For the most part the child’s language seems pretty typical now, but every once in a while something pops up that just highlights how differently she processes words.
The exchange yesterday between the child (age 7) and her little sister (age 3) went something like this…
7 yo: “You Dare!”
3 yo: “I’m not a Dare, I’m a girl.”
7 yo: “No, you’re a Dare…Dare, Dare, Dare.”
3 yo: “I’m not a Dare, I’m a girl!”
7 yo: “Don’t, you Dare, talk to me.”
It took me a minute to figure out what this was all about. I’m sure the child has heard me say it before hundreds of times, “Don’t you dare… [look at me like that, throw that, get up, run in this place, etc.]” But somehow, her brain has interpreted dare not as a verb, but as a noun – a name to call someone when they are doing something you don’t like.

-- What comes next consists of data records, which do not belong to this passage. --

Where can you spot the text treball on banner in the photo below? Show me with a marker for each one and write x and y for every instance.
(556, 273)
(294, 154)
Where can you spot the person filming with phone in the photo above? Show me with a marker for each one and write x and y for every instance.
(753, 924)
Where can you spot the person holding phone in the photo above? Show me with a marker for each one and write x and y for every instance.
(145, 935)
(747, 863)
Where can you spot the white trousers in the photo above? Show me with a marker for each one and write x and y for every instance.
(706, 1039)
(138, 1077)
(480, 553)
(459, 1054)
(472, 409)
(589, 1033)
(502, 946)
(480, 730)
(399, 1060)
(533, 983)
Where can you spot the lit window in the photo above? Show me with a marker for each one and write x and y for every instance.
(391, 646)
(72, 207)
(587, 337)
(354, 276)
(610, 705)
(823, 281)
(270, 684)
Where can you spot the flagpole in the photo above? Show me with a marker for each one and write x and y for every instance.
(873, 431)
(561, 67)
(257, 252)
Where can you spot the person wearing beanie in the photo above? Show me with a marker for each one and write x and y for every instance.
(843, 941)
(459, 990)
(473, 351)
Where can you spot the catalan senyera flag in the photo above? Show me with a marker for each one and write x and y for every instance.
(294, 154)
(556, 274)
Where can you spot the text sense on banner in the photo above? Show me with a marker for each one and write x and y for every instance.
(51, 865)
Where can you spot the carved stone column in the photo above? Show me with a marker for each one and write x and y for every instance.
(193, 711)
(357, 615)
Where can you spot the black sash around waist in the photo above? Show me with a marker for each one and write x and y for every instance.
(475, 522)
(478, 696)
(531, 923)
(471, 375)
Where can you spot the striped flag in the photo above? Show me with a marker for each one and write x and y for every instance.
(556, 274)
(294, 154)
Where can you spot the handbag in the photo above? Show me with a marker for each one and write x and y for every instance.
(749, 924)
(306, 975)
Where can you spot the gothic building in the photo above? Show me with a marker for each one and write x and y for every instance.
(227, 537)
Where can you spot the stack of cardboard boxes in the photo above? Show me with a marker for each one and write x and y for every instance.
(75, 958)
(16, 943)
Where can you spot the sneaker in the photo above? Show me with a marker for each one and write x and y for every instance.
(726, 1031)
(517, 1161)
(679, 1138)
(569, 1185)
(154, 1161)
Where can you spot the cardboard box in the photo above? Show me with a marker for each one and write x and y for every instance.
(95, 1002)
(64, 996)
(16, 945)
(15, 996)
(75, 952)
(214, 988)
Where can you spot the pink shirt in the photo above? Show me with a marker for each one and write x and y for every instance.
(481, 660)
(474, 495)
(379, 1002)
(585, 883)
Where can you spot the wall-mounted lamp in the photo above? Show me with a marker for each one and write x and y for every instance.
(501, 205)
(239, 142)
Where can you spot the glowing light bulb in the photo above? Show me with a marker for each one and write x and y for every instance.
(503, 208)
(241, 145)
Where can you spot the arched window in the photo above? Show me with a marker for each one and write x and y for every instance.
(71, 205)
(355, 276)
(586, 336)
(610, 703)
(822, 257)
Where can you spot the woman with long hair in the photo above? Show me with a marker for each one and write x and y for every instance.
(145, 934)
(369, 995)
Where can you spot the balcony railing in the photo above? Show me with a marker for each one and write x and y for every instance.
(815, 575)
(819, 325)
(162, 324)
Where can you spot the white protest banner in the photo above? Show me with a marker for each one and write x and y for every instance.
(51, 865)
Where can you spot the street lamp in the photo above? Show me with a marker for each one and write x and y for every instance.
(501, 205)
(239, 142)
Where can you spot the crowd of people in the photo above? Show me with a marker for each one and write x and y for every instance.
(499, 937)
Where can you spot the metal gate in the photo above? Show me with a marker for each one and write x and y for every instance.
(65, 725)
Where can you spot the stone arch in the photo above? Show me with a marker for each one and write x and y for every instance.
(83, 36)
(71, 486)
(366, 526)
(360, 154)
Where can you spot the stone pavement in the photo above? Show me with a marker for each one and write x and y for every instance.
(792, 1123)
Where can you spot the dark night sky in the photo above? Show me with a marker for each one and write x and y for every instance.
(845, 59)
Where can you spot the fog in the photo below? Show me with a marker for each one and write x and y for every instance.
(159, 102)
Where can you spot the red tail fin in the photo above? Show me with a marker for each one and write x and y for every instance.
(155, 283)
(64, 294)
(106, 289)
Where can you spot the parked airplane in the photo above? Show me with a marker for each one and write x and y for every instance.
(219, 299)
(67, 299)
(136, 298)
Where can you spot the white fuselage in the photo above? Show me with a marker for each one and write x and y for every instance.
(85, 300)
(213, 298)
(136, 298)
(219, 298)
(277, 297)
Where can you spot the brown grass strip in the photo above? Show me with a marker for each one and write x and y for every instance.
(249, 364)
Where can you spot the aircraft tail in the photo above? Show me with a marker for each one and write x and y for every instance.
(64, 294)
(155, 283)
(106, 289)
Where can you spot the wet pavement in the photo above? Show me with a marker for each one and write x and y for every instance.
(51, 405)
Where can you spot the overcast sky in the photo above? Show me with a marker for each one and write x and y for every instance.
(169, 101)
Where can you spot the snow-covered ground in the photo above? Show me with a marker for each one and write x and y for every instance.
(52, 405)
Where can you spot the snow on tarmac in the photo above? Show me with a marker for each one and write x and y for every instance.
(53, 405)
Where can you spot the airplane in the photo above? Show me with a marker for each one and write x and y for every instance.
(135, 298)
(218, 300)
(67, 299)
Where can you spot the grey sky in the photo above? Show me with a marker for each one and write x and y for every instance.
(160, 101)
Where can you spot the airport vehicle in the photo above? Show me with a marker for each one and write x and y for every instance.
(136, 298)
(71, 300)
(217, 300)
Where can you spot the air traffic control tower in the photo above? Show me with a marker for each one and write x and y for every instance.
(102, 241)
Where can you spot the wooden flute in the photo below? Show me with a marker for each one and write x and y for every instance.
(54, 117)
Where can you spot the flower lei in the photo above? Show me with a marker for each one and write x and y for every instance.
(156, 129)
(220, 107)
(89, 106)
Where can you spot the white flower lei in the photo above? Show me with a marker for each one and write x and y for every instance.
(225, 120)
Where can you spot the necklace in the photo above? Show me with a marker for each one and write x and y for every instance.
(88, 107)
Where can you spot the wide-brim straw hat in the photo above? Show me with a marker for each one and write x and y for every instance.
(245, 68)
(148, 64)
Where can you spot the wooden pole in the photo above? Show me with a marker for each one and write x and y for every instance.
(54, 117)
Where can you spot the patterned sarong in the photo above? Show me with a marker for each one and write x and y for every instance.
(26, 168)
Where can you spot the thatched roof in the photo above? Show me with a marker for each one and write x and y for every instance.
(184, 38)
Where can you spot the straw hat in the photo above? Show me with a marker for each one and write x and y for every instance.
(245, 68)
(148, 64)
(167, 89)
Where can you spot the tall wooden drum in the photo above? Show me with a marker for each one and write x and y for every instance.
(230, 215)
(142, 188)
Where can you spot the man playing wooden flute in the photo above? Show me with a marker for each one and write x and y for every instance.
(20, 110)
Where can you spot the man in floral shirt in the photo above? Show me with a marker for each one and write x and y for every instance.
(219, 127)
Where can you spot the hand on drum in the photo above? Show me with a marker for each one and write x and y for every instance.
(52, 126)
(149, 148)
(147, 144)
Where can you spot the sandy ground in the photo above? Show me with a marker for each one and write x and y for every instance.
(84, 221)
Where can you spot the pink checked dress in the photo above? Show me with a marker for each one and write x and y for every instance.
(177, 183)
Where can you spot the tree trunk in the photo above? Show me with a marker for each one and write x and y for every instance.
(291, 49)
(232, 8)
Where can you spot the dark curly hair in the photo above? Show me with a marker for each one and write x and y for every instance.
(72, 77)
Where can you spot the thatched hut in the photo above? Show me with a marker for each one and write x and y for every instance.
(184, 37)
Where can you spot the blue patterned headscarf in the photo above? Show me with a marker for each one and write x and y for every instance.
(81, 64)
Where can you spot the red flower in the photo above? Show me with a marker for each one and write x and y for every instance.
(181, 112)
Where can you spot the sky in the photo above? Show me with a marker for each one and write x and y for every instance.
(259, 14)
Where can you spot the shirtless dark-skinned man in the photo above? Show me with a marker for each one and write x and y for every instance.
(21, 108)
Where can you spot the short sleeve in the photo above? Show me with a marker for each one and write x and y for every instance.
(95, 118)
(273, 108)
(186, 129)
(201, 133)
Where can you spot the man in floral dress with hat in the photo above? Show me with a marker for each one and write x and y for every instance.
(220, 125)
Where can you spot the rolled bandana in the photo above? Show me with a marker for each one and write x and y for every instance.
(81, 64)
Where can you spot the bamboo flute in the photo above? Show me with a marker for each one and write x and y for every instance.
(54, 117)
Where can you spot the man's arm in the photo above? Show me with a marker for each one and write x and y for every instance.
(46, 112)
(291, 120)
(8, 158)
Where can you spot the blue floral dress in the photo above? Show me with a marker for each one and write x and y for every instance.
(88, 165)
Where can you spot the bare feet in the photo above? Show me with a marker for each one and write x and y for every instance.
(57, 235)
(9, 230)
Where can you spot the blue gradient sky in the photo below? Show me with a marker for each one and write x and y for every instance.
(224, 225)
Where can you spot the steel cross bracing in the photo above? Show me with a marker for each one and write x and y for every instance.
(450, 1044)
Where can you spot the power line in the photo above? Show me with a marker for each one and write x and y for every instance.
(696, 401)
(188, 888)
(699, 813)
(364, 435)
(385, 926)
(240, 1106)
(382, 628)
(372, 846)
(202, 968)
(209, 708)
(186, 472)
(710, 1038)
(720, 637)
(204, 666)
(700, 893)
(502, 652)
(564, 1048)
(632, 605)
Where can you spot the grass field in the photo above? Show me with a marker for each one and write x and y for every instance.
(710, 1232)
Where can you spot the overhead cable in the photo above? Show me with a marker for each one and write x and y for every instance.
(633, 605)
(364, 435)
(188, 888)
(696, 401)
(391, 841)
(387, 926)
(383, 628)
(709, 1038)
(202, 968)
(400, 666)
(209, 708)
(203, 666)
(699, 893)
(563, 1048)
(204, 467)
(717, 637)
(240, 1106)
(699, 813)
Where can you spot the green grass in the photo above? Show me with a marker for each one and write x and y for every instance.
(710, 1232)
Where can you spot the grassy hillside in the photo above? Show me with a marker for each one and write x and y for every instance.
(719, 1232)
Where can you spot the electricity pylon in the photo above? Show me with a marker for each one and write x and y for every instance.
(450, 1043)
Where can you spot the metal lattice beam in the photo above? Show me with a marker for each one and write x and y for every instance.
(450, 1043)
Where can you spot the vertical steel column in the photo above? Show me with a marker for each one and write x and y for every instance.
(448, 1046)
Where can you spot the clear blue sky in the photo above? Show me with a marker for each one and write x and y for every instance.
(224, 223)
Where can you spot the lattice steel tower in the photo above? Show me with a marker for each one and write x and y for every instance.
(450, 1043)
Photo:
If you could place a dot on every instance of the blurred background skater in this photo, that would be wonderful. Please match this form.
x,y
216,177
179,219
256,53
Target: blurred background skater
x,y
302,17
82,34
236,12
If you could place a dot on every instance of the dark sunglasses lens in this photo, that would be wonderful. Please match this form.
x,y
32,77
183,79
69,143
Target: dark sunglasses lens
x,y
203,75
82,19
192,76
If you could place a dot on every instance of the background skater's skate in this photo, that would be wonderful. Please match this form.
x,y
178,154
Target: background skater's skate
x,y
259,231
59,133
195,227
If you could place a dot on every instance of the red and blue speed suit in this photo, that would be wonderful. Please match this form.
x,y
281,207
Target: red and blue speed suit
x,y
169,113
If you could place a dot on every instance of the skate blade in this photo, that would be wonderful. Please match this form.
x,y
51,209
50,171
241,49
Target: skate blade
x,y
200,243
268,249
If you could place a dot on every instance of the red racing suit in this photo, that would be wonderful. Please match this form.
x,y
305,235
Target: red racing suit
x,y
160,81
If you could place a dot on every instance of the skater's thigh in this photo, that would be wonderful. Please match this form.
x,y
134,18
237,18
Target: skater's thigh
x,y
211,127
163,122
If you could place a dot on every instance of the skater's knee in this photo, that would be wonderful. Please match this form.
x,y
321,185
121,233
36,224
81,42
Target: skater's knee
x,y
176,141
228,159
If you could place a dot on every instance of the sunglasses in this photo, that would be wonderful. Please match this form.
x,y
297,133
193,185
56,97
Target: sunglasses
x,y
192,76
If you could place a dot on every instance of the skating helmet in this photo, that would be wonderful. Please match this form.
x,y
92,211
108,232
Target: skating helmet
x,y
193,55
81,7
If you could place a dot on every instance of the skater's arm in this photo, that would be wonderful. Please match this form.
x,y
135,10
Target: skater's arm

It is better than many other names she might have picked up from the playground or over at a friend’s house, so there is a piece of me that hates to even try to correct this. There is another piece of me that was highly amused – how funny that they were both grappling with language in their own way in the midst of grappling with each other, too. Then there’s another piece that sighs…so many nuances of language and social construct that we have yet to slide into their correct places. Too many to count, and I’m sure we’ll miss quite a few along the way. There is yet another piece that recalls the child 5 years ago who had so few words, the child three years ago who spoke in echolalia most of the time, and I am amazed, really, that any of us learn to communicate through this system of senses, and sounds, and semantics.
Language is a miracle, one that I might not have recognized without watching the torturous path of its development in my child. Bittersweet, isn’t it?